Gli esempi potrebbero e dovrebbero continuare, perché farne solo alcuni è ingiusto verso gli altri. Una di queste meritorie e creative case editrici che sono nell’ombra più di quanto meriterebbero sono le edizioni Hefti, cui si deve una preziosa mediazione della letteratura soprattutto croata ma anche più in generale balcanico-adriatica, con particolare attenzione a quel grande dialogo di secoli passati tra le due sponde di quel mare, che vedeva poeti che si chiamavano Marko Maruli ma anche Marco Marullo e non certo, come in sciagurati secoli successivi, per snazionalizzazione imposta dagli sciovinismi, ma per un libero dialogo che vedeva questi poeti di Spalato, di Curzola, di Traù scrivere in croato come in latino e in italiano, nutrirsi del petrarchismo e trasferirlo nella propria lingua e nella propria tradizione, in un reciproco scambio e arricchimento.
Le edizioni Hefti hanno operato in questa direzione, facendo conoscere eccellenti narratori moderni e contemporanei (per esempio Ranko Marinkovic o Slobodan Novak con le loro storie marine o Predrag Matvejevic, con la prima edizione italiana del suo Breviario mediterraneo ). Allo stesso tempo hanno fatto conoscere il fiorire di traduzioni croate di Dante o Petrarca o italiane di Krleža, spesso grazie al lavoro di Ljiljana Avirovic, straordinaria traduttrice dall’italiano in croato e dal croato o dal russo in italiano, con una doppia valenza che è già realtà concreta di quel dialogo fra culture. Ma le edizioni Hefti hanno pubblicato ad esempio pure una grammatica della lingua croata di Marina Lipovac Gatti e una folta Antologia della poesia croata contemporanea , curata anch’essa da Marina Lipovac Gatti, che permette di fare i conti a fondo con la travagliata, vitale, drammatica letteratura di un Paese che ha vissuto, come in un concentrato, le lacerazioni e le tragedie d’Europa.

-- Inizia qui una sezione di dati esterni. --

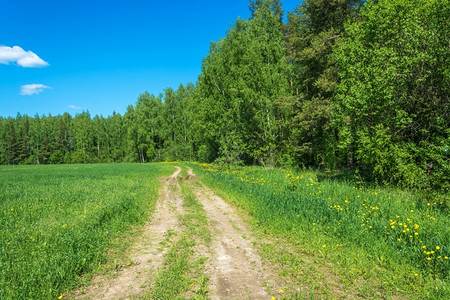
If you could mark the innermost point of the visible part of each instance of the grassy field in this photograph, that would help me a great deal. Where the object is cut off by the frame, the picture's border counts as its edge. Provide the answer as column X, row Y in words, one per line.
column 57, row 222
column 379, row 242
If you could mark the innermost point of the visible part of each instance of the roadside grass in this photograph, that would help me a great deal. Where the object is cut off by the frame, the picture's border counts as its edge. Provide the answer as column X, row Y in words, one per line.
column 182, row 275
column 374, row 242
column 57, row 222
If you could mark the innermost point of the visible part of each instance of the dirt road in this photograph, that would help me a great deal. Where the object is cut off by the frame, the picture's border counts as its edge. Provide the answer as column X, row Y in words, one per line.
column 233, row 264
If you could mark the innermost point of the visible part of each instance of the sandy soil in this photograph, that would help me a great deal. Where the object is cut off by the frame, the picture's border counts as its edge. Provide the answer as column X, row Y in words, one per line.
column 235, row 267
column 233, row 264
column 146, row 253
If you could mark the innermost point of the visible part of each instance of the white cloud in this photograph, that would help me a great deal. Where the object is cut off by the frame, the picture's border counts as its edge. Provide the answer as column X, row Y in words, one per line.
column 16, row 54
column 35, row 88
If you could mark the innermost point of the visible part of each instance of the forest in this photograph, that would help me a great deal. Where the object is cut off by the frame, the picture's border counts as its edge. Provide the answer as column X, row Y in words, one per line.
column 336, row 85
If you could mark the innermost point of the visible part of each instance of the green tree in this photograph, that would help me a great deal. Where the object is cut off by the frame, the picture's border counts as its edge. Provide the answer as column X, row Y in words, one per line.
column 393, row 98
column 312, row 31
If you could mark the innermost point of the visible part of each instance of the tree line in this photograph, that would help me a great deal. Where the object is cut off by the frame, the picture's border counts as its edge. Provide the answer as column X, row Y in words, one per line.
column 340, row 84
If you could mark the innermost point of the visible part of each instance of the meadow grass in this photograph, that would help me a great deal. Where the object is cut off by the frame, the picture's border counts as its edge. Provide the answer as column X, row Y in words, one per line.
column 57, row 222
column 381, row 241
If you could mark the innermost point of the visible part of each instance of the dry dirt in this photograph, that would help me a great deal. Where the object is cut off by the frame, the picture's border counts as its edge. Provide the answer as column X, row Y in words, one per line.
column 146, row 253
column 233, row 264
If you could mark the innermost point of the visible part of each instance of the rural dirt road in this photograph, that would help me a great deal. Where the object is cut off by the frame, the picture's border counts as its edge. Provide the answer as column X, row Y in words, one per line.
column 233, row 265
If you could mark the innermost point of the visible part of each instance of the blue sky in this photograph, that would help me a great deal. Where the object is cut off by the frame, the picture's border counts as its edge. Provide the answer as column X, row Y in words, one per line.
column 99, row 56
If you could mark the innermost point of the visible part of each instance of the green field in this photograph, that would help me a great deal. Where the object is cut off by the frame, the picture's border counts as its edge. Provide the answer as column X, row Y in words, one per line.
column 327, row 236
column 57, row 222
column 380, row 242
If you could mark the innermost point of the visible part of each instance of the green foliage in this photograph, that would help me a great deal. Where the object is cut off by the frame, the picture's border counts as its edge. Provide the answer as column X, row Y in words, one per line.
column 392, row 241
column 393, row 100
column 241, row 78
column 344, row 83
column 56, row 222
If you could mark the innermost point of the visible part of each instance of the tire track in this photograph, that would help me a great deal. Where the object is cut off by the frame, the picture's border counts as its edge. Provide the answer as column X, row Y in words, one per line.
column 146, row 254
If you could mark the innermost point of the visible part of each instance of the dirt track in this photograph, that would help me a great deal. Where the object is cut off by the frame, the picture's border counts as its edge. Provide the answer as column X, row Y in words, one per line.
column 233, row 266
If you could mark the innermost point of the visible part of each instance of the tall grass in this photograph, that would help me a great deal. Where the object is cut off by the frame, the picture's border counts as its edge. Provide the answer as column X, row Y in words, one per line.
column 389, row 238
column 57, row 222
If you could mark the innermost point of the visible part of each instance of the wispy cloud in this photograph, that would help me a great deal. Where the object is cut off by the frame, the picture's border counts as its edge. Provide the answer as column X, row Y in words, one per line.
column 26, row 59
column 31, row 89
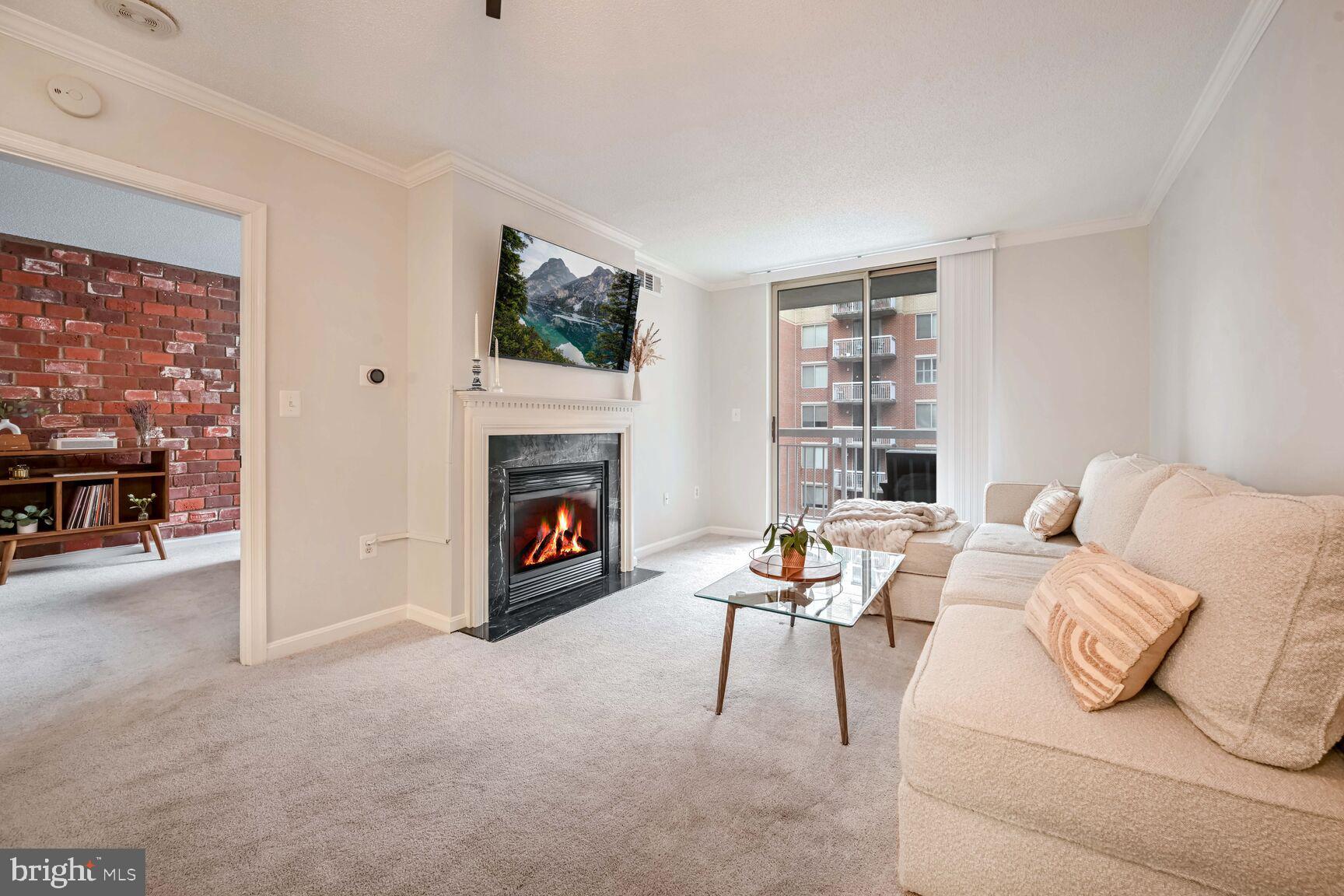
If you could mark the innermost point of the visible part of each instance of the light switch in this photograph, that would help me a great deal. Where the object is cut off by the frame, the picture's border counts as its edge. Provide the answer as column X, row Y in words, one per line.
column 289, row 404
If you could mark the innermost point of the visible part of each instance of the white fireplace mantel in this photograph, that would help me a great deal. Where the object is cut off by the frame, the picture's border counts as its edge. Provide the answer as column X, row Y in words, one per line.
column 485, row 414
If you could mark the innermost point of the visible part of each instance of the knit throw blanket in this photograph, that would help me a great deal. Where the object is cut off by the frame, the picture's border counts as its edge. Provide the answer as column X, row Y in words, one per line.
column 884, row 526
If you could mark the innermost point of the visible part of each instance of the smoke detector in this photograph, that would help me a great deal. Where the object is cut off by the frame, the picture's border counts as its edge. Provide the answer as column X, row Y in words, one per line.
column 140, row 15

Una vera gemma è la Judita di Marco Marulic, edita nella ristampa della II edizione del 1522 e nella versione italiana (con testo a fronte) di Lucia Borsetto, che rende con forza poetica questo testo che si affianca alle altre grandi Giuditte — l’eroina biblica che salva il suo popolo uccidendo Oloferne — della letteratura europea, a cominciare da quella del grande tragico barocco italiano Federico Della Valle. Sì, forse una volta, in quei secoli cui si guarda dall’alto del nostro progresso, esisteva l’Europa, che ora sembra sfaldarsi.